Published in AI

ARM poaches Amazon chip guru for AI push

by on19 August 2025


Ramps up in-house CPU plans

Chip designer ARM has poached one of Amazon’s top silicon brains, Rami Sinno [pictured], to spearhead its in-house AI chip efforts, in a move that looks suspiciously like a direct shot at Chipzilla, AMD, and Nvidia's datacentre turf.

Sinno was Amazon’s AI chip director, responsible for building Trainium and Inferentia which were custom ASICs that gave Amazon Web Services a credible alternative to Nvidia's pricey accelerators. Now he’s jumped ship to ARM, where he’s expected to lead the company’s push beyond just flogging IP and into the murky, cash-burning world of CPU manufacturing.

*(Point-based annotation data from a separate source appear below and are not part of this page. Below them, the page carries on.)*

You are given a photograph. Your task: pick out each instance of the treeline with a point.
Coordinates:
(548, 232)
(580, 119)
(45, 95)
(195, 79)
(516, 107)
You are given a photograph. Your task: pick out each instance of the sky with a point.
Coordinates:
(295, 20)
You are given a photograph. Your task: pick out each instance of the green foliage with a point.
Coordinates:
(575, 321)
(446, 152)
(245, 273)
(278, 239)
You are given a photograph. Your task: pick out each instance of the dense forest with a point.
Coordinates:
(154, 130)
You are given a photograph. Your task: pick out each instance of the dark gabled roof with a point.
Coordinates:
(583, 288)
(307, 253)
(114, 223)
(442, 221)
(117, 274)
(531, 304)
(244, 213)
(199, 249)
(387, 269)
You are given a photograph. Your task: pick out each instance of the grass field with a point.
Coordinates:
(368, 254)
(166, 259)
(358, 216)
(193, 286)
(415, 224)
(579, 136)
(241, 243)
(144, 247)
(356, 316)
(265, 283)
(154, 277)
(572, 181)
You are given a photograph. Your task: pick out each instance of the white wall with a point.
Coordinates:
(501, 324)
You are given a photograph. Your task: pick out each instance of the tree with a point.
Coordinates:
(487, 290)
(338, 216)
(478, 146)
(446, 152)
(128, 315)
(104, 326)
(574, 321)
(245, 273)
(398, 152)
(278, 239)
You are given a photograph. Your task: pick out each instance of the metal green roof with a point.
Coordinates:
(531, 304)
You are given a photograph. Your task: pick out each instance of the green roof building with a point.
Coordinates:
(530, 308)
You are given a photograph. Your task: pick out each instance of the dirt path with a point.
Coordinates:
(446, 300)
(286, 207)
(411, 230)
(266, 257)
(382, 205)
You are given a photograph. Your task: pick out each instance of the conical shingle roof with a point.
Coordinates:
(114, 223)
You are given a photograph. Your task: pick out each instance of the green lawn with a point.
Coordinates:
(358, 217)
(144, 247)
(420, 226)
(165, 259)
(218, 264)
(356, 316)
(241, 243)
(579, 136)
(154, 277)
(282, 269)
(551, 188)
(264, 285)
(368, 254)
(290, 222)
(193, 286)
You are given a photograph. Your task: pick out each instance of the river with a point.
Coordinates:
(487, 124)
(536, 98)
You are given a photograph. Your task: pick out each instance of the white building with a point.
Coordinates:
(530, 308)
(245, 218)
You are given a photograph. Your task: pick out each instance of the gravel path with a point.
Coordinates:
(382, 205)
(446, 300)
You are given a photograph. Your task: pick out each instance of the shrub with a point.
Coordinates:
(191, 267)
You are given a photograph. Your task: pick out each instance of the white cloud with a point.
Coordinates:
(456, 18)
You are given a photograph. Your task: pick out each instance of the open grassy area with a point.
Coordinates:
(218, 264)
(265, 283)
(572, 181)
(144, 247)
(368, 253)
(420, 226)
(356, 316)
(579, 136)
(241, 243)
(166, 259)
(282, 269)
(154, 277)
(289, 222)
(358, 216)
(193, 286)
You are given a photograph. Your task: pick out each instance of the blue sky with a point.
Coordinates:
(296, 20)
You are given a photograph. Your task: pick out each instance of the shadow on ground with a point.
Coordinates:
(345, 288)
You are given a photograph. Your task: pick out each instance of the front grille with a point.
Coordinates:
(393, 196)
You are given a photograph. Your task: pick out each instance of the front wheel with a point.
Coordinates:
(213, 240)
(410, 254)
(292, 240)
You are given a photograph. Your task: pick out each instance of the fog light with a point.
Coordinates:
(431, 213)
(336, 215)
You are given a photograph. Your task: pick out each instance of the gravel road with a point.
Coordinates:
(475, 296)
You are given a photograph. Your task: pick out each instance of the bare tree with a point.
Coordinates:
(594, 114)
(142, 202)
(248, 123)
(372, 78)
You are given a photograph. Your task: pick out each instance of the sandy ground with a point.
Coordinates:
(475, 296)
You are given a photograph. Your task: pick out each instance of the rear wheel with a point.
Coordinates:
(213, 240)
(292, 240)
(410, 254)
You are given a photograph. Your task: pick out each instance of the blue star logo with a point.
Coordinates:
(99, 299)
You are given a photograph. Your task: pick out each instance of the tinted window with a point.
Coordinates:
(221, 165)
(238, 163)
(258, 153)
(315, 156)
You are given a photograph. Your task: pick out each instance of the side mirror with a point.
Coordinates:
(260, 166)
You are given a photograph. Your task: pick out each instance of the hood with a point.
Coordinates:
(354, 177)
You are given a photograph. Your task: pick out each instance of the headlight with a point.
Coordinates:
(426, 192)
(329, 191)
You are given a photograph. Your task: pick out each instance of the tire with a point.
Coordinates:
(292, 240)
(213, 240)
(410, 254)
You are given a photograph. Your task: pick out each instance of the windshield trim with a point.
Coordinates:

This is the clearest signal yet that ARM, under CEO Rene Haas, is gunning for a bigger slice of the AI silicon pie. Haas recently confirmed the firm was working on “full-end” solutions, a not-so-subtle hint that it plans to stop licensing all its best ideas to rivals and start cashing in directly.

ARM chips already power half of NVIDIA’s datacentre units, thanks to the Grace CPU architecture, and the company sees an opening to push harder into server racks. With Sinno on board and SoftBank happy to throw money at high-risk bets, ARM looks set to unveil its own silicon sooner rather than later.

The real challenge will be cracking a market still ruled by Intel and AMD who know a thing or two about defending their turf. But ARM isn’t starting from scratch. With NVIDIA already selling Grace CPUs using ARM cores, its architecture is proven. The question now is whether ARM can build and sell chips at scale without tripping over the very licensing model that made it rich in the first place.